実際の流れや必要な手続きは、現在の制度と見直し内容によって異なります。
見直しの際に準備しておきたい資料
相談の際に、次のような資料があると現在の状況を整理しやすくなります。
- 就業規則
- 退職金規程
- 賃金規程
- 現在の退職金計算表
- 過去の制度変更に関する資料
- 従業員の年齢・勤続年数などがわかる資料
- 過去の退職金支給実績
- DB、DC、中退共などの制度資料
- 保険契約など退職金原資に関する資料
- 従業員向けに配布している説明資料
すべての資料がそろっていなくても相談できる場合があります。まずは手元にある資料を確認し、不足している情報を整理するところから始めます。
社会保険労務士に相談できる主な内容
退職金制度の見直しに対応する社会保険労務士には、例えば次のような内容を相談できます。
- 現在の退職金制度や退職金規程の確認
- 規程と実際の運用の整理
- 制度上・運用上の課題の確認
- 将来の退職金負担に関する整理
- 退職金計算方法の見直し
- DB、企業型DC、中退共などへの移行・併用の検討
- 自社制度と外部制度の組み合わせの検討
- 退職金規程や就業規則の改定
- 制度変更時の移行措置の検討
- 従業員向け説明資料の作成や説明支援
- 見直し後の制度運用に関する支援
対応できる制度や支援範囲は、社会保険労務士によって異なります。各プロフィールや対応内容を確認して相談先をお選びください。
社会保険労務士を選ぶ際のポイント
退職金制度の見直しについて相談する際は、次のような点を確認するとよいでしょう。
- 現在利用している制度に対応しているか
- 退職金規程や就業規則の確認に対応しているか
- 現状分析から相談できるか
- 複数の見直し案を比較できるか
- 従業員への影響や移行措置まで検討できるか
- 従業員説明に対応しているか
- 見直し後の運用支援にも対応しているか
- 自社に近い規模や業種への対応経験があるか
- 支援範囲や費用が明確に示されているか
制度変更に関する法的な判断が必要な場合に、弁護士など他の専門家と連携できるかも確認しておきたい点です。
よくある質問
見直しを相談すると、必ず制度を変更することになりますか?
いいえ。まず現在の制度と運用状況を確認し、見直しが必要かどうかを整理します。
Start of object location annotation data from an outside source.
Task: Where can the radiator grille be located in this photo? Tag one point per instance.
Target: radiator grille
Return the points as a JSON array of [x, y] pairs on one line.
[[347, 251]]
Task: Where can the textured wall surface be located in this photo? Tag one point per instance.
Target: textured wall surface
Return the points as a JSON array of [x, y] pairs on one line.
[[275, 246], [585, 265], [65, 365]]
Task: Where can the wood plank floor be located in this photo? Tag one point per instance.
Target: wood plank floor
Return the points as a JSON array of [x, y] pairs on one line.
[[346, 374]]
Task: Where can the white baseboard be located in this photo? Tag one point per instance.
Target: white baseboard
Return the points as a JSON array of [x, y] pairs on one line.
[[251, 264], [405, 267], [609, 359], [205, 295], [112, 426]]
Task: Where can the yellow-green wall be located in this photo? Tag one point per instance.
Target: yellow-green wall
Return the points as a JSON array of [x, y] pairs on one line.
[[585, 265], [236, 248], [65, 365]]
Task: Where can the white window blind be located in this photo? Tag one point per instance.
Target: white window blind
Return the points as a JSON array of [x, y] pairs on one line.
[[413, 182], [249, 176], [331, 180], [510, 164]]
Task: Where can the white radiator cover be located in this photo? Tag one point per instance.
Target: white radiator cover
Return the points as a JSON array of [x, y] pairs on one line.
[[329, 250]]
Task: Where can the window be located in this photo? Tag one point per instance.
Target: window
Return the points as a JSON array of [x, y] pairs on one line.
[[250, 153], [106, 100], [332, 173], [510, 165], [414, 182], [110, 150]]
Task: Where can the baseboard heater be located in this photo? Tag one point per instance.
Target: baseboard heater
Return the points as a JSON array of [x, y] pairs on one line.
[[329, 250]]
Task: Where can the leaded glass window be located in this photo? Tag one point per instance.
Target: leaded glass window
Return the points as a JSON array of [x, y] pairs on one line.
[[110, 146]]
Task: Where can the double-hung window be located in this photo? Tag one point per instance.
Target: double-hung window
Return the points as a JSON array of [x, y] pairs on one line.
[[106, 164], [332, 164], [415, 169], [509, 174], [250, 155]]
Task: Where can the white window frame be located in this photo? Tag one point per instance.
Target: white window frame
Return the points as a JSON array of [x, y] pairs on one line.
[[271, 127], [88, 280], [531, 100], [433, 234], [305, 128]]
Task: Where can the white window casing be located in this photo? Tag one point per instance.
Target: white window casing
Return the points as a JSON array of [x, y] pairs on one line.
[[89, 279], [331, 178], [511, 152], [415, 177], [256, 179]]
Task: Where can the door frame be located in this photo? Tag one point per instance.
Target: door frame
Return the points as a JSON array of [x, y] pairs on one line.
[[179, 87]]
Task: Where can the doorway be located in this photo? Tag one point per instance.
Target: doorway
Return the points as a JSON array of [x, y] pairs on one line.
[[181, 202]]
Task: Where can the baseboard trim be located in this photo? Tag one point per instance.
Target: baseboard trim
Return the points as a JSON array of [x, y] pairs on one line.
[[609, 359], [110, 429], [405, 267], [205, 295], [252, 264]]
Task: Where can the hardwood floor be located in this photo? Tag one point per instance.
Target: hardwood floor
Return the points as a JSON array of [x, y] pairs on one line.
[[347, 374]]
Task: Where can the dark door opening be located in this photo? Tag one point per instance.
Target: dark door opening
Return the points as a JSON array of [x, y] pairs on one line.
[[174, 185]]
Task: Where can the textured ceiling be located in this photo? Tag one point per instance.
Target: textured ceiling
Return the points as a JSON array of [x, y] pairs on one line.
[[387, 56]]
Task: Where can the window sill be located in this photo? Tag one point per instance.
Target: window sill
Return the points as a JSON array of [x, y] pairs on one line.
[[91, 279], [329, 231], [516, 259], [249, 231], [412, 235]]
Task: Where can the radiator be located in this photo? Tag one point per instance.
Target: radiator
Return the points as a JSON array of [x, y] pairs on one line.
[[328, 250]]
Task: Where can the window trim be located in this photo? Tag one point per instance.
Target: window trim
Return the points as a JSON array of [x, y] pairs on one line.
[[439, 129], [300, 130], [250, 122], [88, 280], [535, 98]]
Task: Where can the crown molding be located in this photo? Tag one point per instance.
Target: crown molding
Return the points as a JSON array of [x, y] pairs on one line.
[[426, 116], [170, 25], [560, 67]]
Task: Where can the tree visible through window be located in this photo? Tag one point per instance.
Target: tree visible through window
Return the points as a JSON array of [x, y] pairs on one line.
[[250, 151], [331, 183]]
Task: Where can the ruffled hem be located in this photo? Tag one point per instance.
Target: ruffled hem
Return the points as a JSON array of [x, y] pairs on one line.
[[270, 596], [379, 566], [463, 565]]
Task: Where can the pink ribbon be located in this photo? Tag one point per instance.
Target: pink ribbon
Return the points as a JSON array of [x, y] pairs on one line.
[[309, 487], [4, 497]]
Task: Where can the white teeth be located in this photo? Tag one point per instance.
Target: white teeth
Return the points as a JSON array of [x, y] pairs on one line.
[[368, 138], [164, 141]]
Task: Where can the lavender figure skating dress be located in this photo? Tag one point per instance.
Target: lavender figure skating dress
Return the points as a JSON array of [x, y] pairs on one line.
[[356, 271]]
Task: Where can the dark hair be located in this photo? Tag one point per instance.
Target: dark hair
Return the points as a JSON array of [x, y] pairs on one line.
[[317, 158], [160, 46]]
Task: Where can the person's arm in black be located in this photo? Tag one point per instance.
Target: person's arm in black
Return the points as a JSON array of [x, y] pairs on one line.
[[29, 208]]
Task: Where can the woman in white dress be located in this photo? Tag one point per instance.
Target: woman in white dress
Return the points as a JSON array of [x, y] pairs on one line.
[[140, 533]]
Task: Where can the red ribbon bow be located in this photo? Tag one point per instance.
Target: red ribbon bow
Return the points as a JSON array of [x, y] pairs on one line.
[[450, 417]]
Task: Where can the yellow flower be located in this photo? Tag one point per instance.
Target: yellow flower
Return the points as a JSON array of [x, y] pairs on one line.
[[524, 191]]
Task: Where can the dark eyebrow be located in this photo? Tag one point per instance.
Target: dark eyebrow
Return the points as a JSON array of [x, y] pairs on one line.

確認した結果、現在の制度を維持し、一部の規程や運用だけを整える場合もあります。
退職金規程だけを確認してもらうことはできますか?
退職金規程の確認に対応する社会保険労務士も掲載しています。ただし、規程だけでは判断できないこともあるため、実際の計算方法や運用状況について確認が必要になる場合があります。
会社の負担が大きいため、退職金を減らすことはできますか?
制度変更の検討自体は可能ですが、従業員に不利益となる変更には慎重な判断が必要です。変更の必要性や合理性、従業員への影響、説明や移行措置などを含めて検討します。
DB、DC、中退共などへ変更できますか?
現在の制度や会社の状況によっては、外部制度への移行や併用を検討できます。ただし、制度ごとに要件や手続きが異なり、既存制度との調整も必要です。
制度を変更する場合、従業員への説明は必要ですか?
変更内容によっては、従業員への丁寧な説明や意見聴取などが重要になります。変更の理由、内容、適用時期、従業員への影響を整理して伝える必要があります。
相談したら必ず契約しなければなりませんか?
相談後に支援内容、進め方、費用などを確認し、依頼するかどうかをご判断ください。契約する場合は、相談者と担当する社会保険労務士との直接契約となります。
退職金制度の見直しについて相談先を探す
退職金制度の見直しは、単に制度を変更することではありません。
現在の制度と運用状況を確認し、会社の将来と従業員への影響を踏まえながら、維持する部分と整える部分を見極めることが大切です。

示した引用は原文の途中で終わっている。